Looking Below the Surface
This morning March same store sales were released with results that unanimously exceeded expectations across the board. While results in aggregate were amongst the strongest we’ve seen in years, inevitably there were several anomalies that stood out when we looked below the surface. A few interesting points:
- While the Easter shift positively benefitted almost every retailer by 200-500 bps, Costco was the only one to report that Easter was actually a negative for the month. Because the company is actually closed on Easter, the month had one less selling day this year vs. last. As a result, Costco will benefit in April while the rest of the retail universe bears the negative impact of the shift.
- Costco and BJ’s Wholesale both noted that TV sales were weak during the month. Costco cited weakness due to both deflation and negative unit sales.
- GPS comments were clearly focused on its success with recent merchandising initiatives, with management going the extra mile to explain that they saw underlying strength excluding the Easter shift. Interestingly, the company also noted that it will no longer comment on merchandising margin performance on a monthly basis. This comes as a result of the company’s key focus being on same store sales and topline growth now that margin driving efforts are largely complete. Clearly a shift from defense to offense.
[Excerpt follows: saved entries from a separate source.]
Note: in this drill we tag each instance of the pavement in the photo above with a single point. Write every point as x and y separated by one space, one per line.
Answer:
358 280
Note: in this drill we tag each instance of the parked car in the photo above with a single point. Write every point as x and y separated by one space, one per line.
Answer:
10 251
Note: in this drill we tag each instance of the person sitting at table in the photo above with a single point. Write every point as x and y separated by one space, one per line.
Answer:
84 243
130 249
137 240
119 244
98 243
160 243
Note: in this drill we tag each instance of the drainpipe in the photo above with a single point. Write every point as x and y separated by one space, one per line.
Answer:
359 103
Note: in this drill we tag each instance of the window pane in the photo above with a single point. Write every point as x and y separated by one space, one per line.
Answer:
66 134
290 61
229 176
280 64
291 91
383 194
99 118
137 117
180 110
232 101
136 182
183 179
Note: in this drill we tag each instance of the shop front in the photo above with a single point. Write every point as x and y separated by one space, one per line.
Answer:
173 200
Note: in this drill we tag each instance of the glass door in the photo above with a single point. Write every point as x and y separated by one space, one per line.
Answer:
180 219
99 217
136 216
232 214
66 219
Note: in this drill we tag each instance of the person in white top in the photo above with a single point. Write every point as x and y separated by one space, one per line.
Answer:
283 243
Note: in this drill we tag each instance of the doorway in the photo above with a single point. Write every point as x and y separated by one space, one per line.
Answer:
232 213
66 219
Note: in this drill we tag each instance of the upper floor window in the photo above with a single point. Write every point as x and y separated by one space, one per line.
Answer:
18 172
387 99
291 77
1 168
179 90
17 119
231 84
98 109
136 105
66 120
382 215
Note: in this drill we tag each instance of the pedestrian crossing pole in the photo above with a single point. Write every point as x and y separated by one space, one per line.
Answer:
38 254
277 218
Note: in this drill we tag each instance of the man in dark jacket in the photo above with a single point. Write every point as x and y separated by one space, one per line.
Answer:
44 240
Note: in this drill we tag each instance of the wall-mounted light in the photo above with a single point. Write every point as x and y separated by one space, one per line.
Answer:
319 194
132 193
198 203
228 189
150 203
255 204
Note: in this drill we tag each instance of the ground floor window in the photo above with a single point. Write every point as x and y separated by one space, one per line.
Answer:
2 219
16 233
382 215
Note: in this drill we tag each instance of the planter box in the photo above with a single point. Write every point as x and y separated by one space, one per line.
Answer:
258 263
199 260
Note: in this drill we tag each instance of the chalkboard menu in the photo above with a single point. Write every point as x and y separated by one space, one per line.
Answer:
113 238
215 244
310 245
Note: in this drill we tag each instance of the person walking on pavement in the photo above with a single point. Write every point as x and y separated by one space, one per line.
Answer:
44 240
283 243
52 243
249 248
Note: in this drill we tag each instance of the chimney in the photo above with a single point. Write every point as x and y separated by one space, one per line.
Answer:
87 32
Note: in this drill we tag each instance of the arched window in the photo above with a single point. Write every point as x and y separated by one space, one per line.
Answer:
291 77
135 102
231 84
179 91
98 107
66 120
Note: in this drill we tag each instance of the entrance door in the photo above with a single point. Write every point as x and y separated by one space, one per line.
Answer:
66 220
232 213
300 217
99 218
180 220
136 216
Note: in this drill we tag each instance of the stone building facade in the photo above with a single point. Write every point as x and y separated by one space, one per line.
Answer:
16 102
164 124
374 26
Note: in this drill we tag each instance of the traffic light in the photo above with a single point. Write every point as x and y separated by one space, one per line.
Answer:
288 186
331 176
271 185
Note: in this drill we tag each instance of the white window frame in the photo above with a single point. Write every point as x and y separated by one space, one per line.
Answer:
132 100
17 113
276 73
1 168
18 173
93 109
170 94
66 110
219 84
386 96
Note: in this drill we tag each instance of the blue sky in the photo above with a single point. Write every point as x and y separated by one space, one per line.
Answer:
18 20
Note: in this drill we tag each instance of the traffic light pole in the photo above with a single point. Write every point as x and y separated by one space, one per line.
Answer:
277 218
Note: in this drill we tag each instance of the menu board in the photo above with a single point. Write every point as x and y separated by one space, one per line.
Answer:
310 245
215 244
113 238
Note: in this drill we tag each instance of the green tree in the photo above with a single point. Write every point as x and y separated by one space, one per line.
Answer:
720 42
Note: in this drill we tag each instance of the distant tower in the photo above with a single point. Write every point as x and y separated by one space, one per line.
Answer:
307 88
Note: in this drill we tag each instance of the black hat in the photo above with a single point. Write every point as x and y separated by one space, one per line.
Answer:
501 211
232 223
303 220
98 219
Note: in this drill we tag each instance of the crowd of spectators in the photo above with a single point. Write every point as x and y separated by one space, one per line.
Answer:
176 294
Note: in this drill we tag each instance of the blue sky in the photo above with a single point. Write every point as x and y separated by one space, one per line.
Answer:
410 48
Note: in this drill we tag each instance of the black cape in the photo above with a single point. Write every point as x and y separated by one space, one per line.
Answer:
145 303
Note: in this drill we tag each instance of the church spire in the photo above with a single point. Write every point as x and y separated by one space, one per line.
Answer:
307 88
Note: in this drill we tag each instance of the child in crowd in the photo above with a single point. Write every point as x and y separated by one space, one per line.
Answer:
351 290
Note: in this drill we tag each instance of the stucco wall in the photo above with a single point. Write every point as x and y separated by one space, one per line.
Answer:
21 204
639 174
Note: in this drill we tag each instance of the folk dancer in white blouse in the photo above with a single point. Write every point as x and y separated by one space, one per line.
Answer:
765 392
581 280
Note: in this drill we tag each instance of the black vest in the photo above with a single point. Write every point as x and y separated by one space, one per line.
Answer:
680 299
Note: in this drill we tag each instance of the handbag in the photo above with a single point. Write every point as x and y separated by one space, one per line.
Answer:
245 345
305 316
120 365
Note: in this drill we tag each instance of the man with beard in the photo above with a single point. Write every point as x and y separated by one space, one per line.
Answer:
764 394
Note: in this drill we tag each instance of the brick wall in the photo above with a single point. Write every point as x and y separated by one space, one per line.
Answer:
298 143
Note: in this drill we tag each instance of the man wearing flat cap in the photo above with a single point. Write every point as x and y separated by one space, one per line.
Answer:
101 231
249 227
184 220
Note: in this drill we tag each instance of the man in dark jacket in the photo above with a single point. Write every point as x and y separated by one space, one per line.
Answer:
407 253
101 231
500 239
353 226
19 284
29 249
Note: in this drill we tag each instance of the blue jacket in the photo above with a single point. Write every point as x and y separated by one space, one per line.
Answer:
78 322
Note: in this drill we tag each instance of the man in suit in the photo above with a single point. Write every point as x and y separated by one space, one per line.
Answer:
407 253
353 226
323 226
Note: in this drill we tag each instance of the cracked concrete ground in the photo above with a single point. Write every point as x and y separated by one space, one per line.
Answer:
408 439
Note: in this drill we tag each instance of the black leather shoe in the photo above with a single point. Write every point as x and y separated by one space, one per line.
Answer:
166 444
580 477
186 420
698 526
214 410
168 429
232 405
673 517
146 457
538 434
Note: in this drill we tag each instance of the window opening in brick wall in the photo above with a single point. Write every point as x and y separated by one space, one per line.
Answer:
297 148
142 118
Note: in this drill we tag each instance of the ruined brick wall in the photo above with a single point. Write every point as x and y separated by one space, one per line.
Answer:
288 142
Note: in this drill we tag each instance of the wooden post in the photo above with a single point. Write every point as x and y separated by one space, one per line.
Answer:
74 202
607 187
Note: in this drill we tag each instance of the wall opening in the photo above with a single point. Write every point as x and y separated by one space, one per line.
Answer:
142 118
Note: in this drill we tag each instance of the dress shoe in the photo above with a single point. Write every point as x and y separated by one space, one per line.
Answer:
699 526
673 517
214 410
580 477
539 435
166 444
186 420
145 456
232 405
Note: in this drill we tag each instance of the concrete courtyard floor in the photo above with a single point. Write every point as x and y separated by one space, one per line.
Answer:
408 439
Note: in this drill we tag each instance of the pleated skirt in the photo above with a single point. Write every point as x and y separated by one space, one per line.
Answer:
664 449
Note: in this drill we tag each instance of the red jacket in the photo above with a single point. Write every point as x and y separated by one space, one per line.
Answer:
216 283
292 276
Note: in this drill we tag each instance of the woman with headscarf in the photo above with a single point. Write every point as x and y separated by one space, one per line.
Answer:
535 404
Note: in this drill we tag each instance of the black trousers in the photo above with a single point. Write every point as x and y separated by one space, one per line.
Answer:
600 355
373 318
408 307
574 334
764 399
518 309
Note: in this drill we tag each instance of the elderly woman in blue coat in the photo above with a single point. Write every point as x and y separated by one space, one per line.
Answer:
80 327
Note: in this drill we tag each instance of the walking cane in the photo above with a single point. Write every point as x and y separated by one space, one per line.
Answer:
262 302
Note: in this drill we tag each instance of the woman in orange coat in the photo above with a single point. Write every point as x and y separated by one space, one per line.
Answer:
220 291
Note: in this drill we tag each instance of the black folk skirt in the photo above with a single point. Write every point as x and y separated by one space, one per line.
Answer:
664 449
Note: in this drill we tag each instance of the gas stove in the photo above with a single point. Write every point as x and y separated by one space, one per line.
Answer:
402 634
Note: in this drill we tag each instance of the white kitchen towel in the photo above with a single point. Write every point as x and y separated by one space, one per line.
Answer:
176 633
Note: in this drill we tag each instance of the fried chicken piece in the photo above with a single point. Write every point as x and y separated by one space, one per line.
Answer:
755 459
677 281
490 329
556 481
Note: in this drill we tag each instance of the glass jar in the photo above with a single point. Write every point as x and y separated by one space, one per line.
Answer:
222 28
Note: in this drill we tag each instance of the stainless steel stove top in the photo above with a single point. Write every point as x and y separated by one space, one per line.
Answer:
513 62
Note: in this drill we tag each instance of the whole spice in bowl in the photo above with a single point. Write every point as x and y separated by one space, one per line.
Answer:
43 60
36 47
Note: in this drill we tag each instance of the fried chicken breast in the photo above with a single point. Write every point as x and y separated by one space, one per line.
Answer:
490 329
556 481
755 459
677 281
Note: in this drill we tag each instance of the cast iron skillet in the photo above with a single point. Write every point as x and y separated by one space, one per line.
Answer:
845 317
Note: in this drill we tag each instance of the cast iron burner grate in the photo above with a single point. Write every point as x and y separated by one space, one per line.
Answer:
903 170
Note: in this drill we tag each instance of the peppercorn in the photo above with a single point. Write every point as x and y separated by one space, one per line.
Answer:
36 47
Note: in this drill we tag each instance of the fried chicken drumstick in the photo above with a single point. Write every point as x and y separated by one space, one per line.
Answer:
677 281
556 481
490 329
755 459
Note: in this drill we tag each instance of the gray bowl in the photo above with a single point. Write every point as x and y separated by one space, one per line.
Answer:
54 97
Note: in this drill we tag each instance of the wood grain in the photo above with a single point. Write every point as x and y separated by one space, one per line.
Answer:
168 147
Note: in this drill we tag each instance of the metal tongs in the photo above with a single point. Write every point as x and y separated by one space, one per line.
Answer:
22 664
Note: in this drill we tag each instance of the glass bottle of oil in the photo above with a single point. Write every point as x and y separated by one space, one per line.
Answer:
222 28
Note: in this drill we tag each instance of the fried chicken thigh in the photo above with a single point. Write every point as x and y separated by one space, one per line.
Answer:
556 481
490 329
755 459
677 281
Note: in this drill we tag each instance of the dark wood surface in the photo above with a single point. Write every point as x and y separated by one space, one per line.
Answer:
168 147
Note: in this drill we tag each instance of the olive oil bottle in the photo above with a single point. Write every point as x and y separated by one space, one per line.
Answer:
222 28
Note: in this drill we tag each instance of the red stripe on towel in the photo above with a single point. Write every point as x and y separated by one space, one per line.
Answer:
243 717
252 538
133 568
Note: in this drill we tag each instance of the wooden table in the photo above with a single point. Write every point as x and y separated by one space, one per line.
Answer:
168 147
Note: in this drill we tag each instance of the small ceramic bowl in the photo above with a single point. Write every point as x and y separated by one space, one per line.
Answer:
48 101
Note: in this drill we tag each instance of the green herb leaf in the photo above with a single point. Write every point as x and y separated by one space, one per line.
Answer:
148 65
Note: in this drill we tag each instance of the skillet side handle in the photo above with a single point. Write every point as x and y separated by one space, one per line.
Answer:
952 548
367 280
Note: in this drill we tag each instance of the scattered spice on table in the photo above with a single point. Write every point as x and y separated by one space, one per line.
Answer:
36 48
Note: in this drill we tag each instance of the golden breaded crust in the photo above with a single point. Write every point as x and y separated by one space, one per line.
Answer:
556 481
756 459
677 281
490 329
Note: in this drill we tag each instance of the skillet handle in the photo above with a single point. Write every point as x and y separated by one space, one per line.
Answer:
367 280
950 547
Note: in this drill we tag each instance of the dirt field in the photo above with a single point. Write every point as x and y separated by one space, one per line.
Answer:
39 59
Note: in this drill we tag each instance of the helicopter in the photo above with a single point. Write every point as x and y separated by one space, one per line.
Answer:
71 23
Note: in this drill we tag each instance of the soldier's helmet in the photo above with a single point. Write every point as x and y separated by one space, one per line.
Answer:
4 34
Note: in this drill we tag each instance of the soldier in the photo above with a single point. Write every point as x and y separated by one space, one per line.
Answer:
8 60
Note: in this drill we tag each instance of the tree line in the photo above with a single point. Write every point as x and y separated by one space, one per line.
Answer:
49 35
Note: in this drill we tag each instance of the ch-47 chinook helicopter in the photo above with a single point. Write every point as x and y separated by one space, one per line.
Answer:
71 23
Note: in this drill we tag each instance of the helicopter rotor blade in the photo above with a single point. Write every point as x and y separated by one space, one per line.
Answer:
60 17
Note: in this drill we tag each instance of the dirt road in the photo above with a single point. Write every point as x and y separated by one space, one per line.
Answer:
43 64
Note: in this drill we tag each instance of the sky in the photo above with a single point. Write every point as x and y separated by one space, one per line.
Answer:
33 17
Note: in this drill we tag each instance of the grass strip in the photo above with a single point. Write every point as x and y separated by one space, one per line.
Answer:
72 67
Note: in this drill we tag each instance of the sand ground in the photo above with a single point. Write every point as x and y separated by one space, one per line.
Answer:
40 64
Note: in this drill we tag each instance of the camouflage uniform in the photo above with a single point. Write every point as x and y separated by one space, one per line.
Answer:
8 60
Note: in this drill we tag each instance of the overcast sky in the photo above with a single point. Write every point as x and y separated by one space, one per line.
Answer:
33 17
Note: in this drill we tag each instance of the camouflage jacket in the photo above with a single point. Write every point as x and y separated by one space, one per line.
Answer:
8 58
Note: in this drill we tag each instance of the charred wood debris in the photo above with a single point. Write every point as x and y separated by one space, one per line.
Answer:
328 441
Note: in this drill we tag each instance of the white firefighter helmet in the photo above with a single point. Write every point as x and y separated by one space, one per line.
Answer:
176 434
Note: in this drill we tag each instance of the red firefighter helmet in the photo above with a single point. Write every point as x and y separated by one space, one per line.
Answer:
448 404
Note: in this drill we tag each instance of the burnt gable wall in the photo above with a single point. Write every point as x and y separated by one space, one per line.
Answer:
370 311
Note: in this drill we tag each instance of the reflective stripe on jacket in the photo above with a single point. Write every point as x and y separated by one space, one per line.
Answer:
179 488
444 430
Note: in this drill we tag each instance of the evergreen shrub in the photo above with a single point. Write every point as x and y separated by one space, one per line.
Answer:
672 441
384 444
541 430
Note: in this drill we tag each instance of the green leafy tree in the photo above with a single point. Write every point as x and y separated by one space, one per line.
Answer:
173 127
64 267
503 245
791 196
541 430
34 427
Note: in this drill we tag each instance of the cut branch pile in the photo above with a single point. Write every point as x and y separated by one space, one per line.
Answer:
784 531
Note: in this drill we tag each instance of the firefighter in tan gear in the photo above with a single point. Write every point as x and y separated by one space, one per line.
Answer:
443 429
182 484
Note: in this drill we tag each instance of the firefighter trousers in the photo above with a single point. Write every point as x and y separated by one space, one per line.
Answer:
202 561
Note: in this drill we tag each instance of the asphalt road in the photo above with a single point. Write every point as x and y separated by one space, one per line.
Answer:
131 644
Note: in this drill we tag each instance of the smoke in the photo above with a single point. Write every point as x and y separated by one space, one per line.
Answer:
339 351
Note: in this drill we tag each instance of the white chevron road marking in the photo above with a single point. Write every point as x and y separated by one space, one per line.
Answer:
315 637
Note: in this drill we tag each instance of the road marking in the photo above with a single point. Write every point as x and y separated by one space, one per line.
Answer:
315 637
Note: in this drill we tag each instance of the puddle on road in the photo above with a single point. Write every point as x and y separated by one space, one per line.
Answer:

- American Eagle Outfitters noted that tops priced under $20 were among the best performing categories in the store. Clearly value remains top of mind amongst the teen customer base. This was also evident in the strength we saw at ARO, and the lack of strength at Abercrombie and Fitch (even with gift card promos).
- “Conversion” was the buzzword of the day, with many retailers citing this as a key reason for strength. Traffic was up, but “conversion” was even stronger.
- JC Penney noted that its home categories were the weakest in the store and online. This is counter to trends we have seen out of TJX, ROST, KSS, BBBY, and WSM. Historically home has been a key category for JCP, but market share losses are becoming more evident as the overall health of the category appears to be consistently improving.
- Nordstrom noted that March marked the 7th consecutive month in a row of increased year over year traffic. It also posted one of the largest same store sales increases in department store history, with a 16.8% increase!
- Kohl’s stands out for the company’s geographic and merchandise consistency. All regions posted at least a high teens increase, while all categories registered a comp increase of 19% or more.
- Ross Stores noted that shoes and home remain the company’s best performing categories, with both increasing by 20% for the month. Dresses were also strong, increasing in the teens.
- Target’s commentary on strong apparel sales, up mid teens, is a large part of the reason behind the company revising earnings upwards by $0.10. Interestingly, the new guidance of $0.84 will take Q1 earnings to the highest non-holiday EPS ever recorded in company history. The prior peak was $0.82 back in 2Q08.
- Finally, it’s worth noting that ANF was one of the few companies that did not meet expectations for the month. We continue to wonder if management’s decision to severely cut back on inventory is now meaningfully holding back sales. Recall that management took markdowns on Spring goods before they even hit the floor (as well as diverted them to outlets) because they were unhappy with certain product.